You asked for some words on my dad's Javelin and it's starring role in 'How to Irritate People:' well here goes. Please feel free to use it in any way you want. By the way, he has now seen the clip and was delighted.
'Have they broken down yet?'
I grew up in South West London, but my mother came from Westmorland, now Cumbria, and her two sisters had gravitated south to the countryside outside Preston, and every summer we would make our way there for a holiday in my dad's Jowett Javelin, which never quite made it without drama. This was in the late 1960s, and one aunt would ring the other for a progress report at abut the time we were supposed to arrive, but inevitably hadn't.
The Javelin was black outside and for a five-year-old child, huge on the inside. It replaced a genteel Rover 90, and always seemed to need fixing. My dad maintained it himself, and bits of the car were frequently to be found in the house, laid out on bits of newspaper. My mother was not amused.
He 'bought it for a song,' and the car's biggest malady was, inevitably, the gearbox. I still remember the sound of stripping teeth as it tried to select two gears at once. On one of our Lancastrian holidays my father took a spare gearbox and fitted it when we arrived, leaving the old one in my aunt and uncle's garage where it remained for years.
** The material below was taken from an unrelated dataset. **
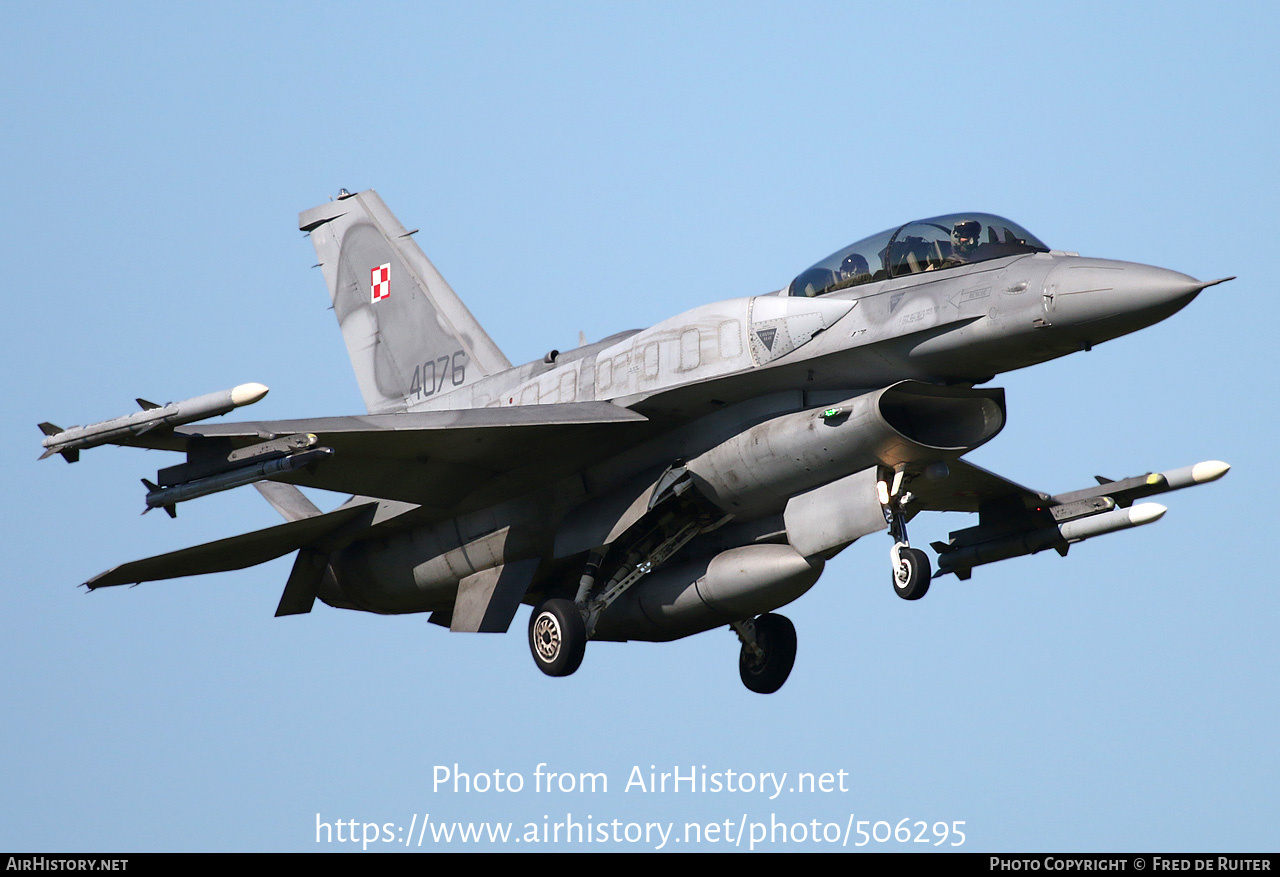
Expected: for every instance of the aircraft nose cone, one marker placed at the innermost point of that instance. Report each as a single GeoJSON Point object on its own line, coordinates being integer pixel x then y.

Eventually he replaced the Javelin with another Javelin, much to my mother's chagrin. It was also black and just about as troublesome as its predecessor, but the first one was still on the scene and was about to make its exit in a very public way. My father was a television props and special effects man, working for what became London Weekend Television, on seminal shows like Upstairs Downstairs and On the Buses. When John Cleese and various Pythons went to LWT to make a programme called 'How to Irritate People,' my dad was the man who did the special effects. One sketch, with Graham Chapman and Michael Palin as a dodgy garage owner, called for a car that fell to bits on cue. My father realised he had the ideal vehicle.
This was in 1970/71, when the Javelin was an interesting, cheap older car rather than a revered classic, so the car was duly pressed into service.
For reasons that are now unclear, it was resprayed a lurid green, and I remember it re-appearing outside our house in this strange shade, before vanishing. My pa removed some door hinges and using high breaking strain fishing line rigged the old girl up so that doors, grill and front bumper fell off and collapsed as the sketch progressed. When he saw his handiwork on our black and white valve TV, the car had been sold for spares. The other Javelin was about to be supplanted by a Bristol 401 that cost £150 and was just as troublesome, and the TV episode became a small piece of family folk law.
That's how things remained until, wearing my journalist's hat, I got in touch with Keith Clements, mentioned the sketch and was amazed to discover that it had become a piece of Jowett folk law. Keith supplied me with a YouTube link, and my dad and I have since watched a slightly creaky piece of comedy history for the first time in over forty years. We were amazed to discover that over 600,000 people had done so before us.
These days my father drives a Honda Jazz -the senior citizen's wheels of choice- which never goes wrong, and like the Javelin has a lot of room inside, but is otherwise fairly joyless. It's a good car, but if it was used in an updated version of that sketch I doubt it would cause the same pang of regret I felt watching that tired old Javelin shedding its doors and brightwork in the company of some of the funniest comic actors this country has ever produced. Still, as exits go, it was a good one.